Suponhamos que exista duas pistas: complicar-se com relacionamentos ou simplificar a vida se isolando socialmente? A resposta me veio a galope posto que foi essencial para minha recuperação que meus amigos me considerassem importante e me fizessem visitas e me trouxessem livros e drágeas de bálsamos contrabandiados.
 
Com o tempo fui aceitando minha condição, o que se podia fazer?
Convem dar descanço a alma e uma paz ao rosto que atue como elemento restaurador.
Mas os dias de reclusão não foram só "corpo são, mente sã", os dias foram obliquos também, porque ao mesmo passo que fui forçado a cultivar meu espirito a se dedicar a uma vida lícita e tranquila, não podia ignorar o implacável ódio que declaro aos meus algozes, esses iniquos de coração não quebraram apenas a minha carantonha, mas me privaram do Prazer, o que para uma alma epicurista como a minha é algo absolutamente imperdoável.
O ódio que eu sinto por esses vermes condenados ao extermínio é exposto tão abertamente que eu poderia segura-lo com as proprias mãos. Eu ambiciono a ruína deles!
(eles estão respondendo ao processo, etc)
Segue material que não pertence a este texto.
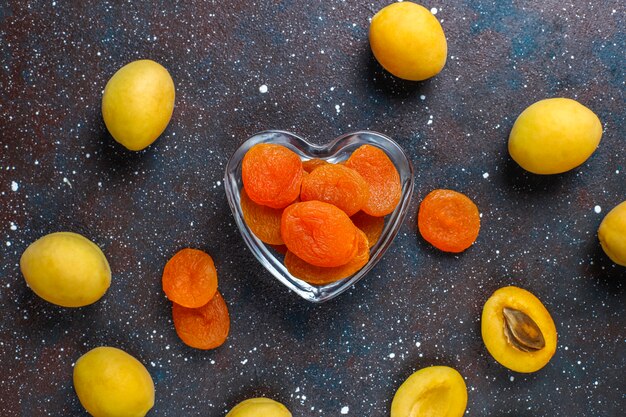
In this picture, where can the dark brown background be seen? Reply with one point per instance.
(418, 307)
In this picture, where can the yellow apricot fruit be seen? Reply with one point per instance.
(111, 383)
(138, 102)
(408, 41)
(554, 135)
(434, 391)
(612, 234)
(66, 269)
(517, 330)
(259, 407)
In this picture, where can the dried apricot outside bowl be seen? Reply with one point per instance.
(337, 151)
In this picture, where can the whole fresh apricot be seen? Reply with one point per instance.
(554, 135)
(434, 391)
(408, 41)
(612, 234)
(259, 407)
(66, 269)
(137, 104)
(517, 330)
(111, 383)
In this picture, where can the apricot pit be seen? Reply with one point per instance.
(517, 330)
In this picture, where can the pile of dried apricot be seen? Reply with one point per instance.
(200, 313)
(327, 215)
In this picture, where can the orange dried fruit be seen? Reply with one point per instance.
(311, 164)
(205, 327)
(448, 220)
(382, 177)
(271, 175)
(338, 185)
(262, 220)
(282, 249)
(370, 225)
(319, 275)
(319, 233)
(190, 278)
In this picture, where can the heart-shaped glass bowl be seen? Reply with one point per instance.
(338, 150)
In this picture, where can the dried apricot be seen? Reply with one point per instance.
(190, 278)
(370, 225)
(271, 175)
(262, 220)
(335, 184)
(319, 233)
(448, 220)
(205, 327)
(311, 164)
(382, 176)
(319, 275)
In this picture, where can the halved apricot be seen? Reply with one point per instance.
(319, 275)
(517, 330)
(382, 176)
(310, 164)
(370, 225)
(271, 175)
(338, 185)
(263, 221)
(319, 233)
(434, 391)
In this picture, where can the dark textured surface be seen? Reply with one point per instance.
(60, 170)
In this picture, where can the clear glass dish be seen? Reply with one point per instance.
(336, 151)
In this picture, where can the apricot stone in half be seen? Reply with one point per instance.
(434, 391)
(517, 330)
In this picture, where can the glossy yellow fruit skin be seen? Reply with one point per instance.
(111, 383)
(612, 234)
(434, 391)
(137, 104)
(66, 269)
(408, 41)
(554, 135)
(492, 329)
(259, 407)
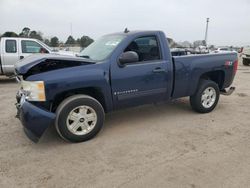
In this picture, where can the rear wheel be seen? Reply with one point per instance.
(246, 62)
(206, 97)
(79, 118)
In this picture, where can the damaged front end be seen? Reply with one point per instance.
(31, 97)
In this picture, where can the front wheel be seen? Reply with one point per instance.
(206, 97)
(246, 62)
(79, 118)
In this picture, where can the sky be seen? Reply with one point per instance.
(180, 19)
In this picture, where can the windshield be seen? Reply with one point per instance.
(102, 47)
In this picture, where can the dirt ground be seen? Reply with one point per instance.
(163, 145)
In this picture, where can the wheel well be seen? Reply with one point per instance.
(216, 76)
(93, 92)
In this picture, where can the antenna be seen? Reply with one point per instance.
(71, 33)
(206, 31)
(126, 30)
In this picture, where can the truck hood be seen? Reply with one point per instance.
(46, 62)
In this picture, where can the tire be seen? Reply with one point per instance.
(206, 97)
(246, 62)
(79, 118)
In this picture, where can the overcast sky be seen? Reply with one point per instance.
(181, 20)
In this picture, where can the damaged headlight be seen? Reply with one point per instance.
(33, 90)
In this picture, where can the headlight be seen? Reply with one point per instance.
(34, 90)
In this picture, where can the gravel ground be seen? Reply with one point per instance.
(163, 145)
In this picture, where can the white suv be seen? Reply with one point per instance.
(246, 55)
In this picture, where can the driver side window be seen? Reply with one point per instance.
(32, 47)
(147, 48)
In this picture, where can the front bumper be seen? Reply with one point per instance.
(35, 120)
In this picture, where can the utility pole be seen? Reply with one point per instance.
(206, 31)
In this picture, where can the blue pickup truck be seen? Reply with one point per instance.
(116, 71)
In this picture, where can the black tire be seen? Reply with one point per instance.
(196, 99)
(67, 106)
(246, 62)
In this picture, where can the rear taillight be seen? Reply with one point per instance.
(235, 66)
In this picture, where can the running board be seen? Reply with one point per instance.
(227, 92)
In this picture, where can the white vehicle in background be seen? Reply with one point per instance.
(246, 55)
(14, 49)
(223, 50)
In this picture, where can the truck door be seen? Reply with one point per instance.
(140, 82)
(10, 55)
(29, 47)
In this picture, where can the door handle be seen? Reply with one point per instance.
(159, 70)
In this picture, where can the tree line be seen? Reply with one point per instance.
(26, 32)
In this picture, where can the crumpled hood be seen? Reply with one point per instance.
(44, 62)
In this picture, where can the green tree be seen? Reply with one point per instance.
(84, 41)
(36, 35)
(70, 40)
(54, 41)
(25, 32)
(9, 34)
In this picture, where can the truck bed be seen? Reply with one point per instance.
(188, 70)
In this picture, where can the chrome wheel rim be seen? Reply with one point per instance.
(81, 120)
(208, 97)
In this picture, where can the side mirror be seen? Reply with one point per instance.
(128, 57)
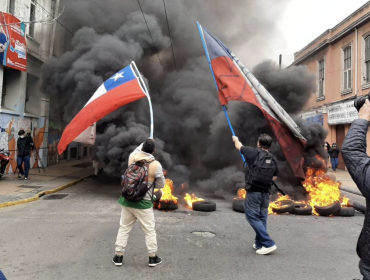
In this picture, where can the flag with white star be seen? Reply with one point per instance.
(124, 87)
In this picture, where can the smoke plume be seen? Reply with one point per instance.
(192, 137)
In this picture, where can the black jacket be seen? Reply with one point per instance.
(24, 146)
(358, 162)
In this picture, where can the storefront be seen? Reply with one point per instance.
(340, 117)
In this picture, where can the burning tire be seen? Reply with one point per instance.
(345, 212)
(328, 210)
(167, 205)
(283, 206)
(205, 206)
(359, 207)
(238, 205)
(301, 209)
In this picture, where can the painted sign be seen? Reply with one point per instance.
(13, 47)
(341, 113)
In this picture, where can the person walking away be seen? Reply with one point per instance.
(327, 149)
(334, 153)
(260, 173)
(141, 210)
(24, 147)
(358, 165)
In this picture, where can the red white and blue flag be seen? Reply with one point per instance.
(124, 87)
(236, 82)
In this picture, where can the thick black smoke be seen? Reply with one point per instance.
(192, 136)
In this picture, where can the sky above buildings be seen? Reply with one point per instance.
(304, 20)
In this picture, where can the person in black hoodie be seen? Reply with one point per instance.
(334, 153)
(24, 146)
(358, 165)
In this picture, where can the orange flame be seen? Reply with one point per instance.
(191, 198)
(242, 193)
(276, 204)
(345, 201)
(167, 192)
(322, 189)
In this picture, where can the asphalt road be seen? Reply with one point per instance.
(73, 238)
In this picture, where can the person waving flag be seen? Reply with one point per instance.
(235, 82)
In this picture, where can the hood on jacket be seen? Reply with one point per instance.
(143, 156)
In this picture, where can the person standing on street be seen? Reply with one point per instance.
(261, 171)
(139, 205)
(334, 153)
(358, 165)
(24, 146)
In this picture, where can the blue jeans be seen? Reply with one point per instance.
(26, 161)
(256, 211)
(334, 163)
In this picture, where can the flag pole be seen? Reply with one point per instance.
(149, 100)
(214, 80)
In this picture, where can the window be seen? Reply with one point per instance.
(367, 59)
(347, 68)
(321, 78)
(31, 29)
(11, 7)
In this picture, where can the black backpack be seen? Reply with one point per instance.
(135, 181)
(262, 171)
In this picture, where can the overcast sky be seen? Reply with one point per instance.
(305, 20)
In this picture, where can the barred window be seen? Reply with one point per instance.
(367, 58)
(347, 68)
(321, 78)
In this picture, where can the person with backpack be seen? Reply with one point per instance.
(143, 174)
(24, 146)
(261, 171)
(334, 154)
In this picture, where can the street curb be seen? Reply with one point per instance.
(40, 194)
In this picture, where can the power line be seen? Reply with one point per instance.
(169, 33)
(150, 34)
(56, 20)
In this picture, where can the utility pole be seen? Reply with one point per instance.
(280, 57)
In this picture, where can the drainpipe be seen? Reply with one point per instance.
(356, 62)
(54, 27)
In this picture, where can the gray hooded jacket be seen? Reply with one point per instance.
(159, 181)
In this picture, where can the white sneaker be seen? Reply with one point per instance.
(265, 251)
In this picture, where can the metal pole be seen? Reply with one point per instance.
(280, 58)
(149, 100)
(214, 80)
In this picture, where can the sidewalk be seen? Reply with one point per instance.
(55, 178)
(346, 180)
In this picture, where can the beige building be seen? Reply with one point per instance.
(340, 58)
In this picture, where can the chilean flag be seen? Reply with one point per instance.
(124, 87)
(236, 82)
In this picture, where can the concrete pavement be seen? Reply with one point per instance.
(55, 178)
(348, 184)
(73, 238)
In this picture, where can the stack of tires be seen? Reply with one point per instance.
(303, 209)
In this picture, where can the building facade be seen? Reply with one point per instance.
(340, 58)
(29, 36)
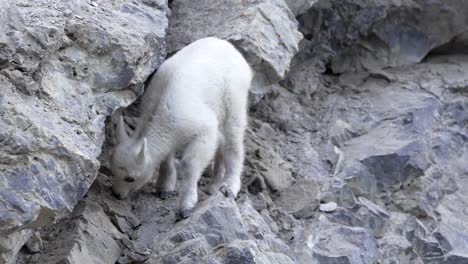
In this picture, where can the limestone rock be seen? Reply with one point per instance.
(334, 243)
(370, 34)
(300, 199)
(65, 67)
(300, 6)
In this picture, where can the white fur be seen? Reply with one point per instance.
(196, 103)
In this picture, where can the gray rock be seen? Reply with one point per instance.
(11, 244)
(328, 207)
(364, 214)
(374, 34)
(300, 6)
(334, 243)
(61, 76)
(265, 31)
(265, 168)
(34, 244)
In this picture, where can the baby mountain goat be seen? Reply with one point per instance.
(195, 104)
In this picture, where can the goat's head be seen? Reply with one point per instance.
(130, 163)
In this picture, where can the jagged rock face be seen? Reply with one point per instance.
(64, 67)
(369, 34)
(341, 167)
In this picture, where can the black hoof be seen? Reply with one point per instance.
(164, 194)
(182, 214)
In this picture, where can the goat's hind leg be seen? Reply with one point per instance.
(233, 155)
(167, 178)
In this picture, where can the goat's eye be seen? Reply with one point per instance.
(129, 179)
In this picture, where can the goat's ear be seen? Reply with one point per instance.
(142, 154)
(121, 133)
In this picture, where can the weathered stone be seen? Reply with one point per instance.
(328, 207)
(300, 6)
(61, 75)
(334, 243)
(265, 168)
(11, 244)
(374, 34)
(34, 244)
(364, 214)
(300, 199)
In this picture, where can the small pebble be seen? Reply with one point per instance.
(328, 207)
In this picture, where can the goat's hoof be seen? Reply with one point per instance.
(182, 214)
(228, 193)
(164, 194)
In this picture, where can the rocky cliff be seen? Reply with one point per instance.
(357, 143)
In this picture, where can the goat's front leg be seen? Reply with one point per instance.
(167, 178)
(195, 159)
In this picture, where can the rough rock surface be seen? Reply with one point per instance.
(386, 143)
(64, 67)
(265, 31)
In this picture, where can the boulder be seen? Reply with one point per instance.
(369, 34)
(336, 244)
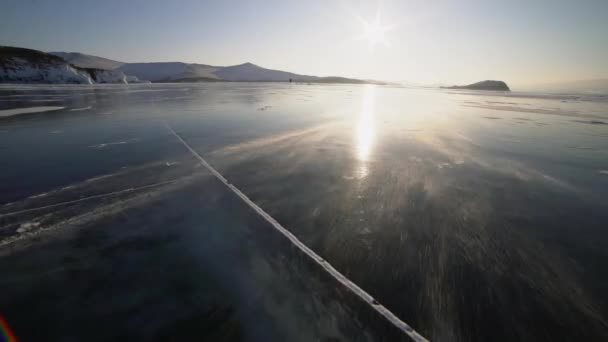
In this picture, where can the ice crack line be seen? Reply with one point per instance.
(366, 297)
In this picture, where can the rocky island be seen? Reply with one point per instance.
(483, 85)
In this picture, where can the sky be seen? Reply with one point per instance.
(421, 41)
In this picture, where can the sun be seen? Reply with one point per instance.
(375, 32)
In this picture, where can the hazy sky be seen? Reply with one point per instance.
(463, 41)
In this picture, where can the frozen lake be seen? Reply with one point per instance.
(471, 216)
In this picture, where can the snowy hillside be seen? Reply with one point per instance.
(31, 66)
(25, 65)
(88, 61)
(19, 65)
(169, 71)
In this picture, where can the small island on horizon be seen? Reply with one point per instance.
(483, 85)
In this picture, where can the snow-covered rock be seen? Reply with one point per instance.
(18, 70)
(169, 71)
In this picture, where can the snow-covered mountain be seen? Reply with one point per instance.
(170, 71)
(88, 61)
(30, 66)
(18, 65)
(74, 67)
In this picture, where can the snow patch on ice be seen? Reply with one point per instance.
(27, 226)
(79, 109)
(27, 110)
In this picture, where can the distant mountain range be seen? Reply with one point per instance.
(19, 65)
(483, 85)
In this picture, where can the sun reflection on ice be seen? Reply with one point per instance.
(365, 131)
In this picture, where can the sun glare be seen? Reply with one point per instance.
(374, 32)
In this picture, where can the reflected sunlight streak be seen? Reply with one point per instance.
(365, 130)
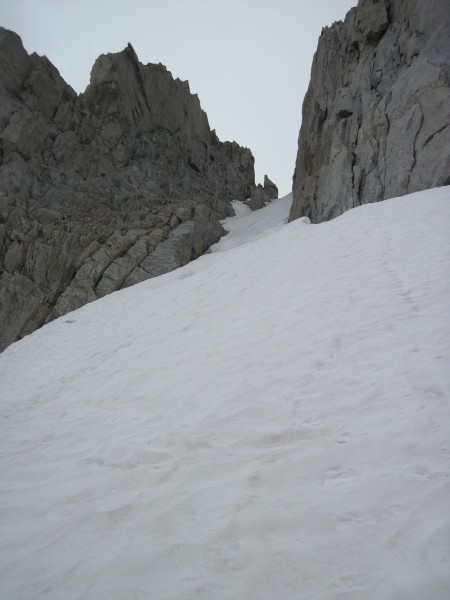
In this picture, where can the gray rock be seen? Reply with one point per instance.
(376, 117)
(105, 189)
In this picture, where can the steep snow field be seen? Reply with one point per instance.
(269, 422)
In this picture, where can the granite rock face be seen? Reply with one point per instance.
(376, 117)
(102, 190)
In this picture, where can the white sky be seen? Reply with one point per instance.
(248, 60)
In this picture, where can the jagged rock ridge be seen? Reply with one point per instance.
(106, 189)
(376, 117)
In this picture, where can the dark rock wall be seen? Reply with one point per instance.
(376, 117)
(102, 190)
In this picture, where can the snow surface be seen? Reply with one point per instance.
(269, 422)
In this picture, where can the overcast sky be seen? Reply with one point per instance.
(248, 60)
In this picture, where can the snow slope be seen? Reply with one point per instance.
(269, 422)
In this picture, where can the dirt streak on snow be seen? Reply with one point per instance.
(271, 421)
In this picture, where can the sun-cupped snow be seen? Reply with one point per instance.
(270, 421)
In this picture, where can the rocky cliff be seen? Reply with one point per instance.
(106, 189)
(376, 117)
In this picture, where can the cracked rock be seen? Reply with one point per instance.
(376, 117)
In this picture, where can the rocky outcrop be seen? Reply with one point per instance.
(376, 117)
(261, 195)
(102, 190)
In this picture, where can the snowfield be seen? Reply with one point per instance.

No mais, estou tentando ficar longe das pessoas, estou até mesmo evitando de falar com elas. Não há uma emoção  indentificavel dentro de mim, a não ser possivelmente, o niilismo e uma indizivel sensação de que a violência permeia nossas vidas, de que somos parte integrantes e muitas vezes espectadores inocentes de uma sociedade onde bárbarie e civilização convivem lado a lado, de modo que o homem segue sendo o lobo do homem.
Enfim, que a sorte nos permita e ela me permitiu mais uma vez estar entre as estatisticas dos vivos.
O melhor é mesmo o menos mau.

2 comentários:

Anônimo disse...

Isso aí é mais verdade do que poesia. ass: Rafael.

Luis Fernando disse...

Estou quase desistindo. Não o fiz ainda porque me resta um fio de esperança de que um dia irei cultivar o resto dos meus dias a cuidar de roça e ordenhar vaca como a moça da foto no post embaixo, de preferência longe do Brasil.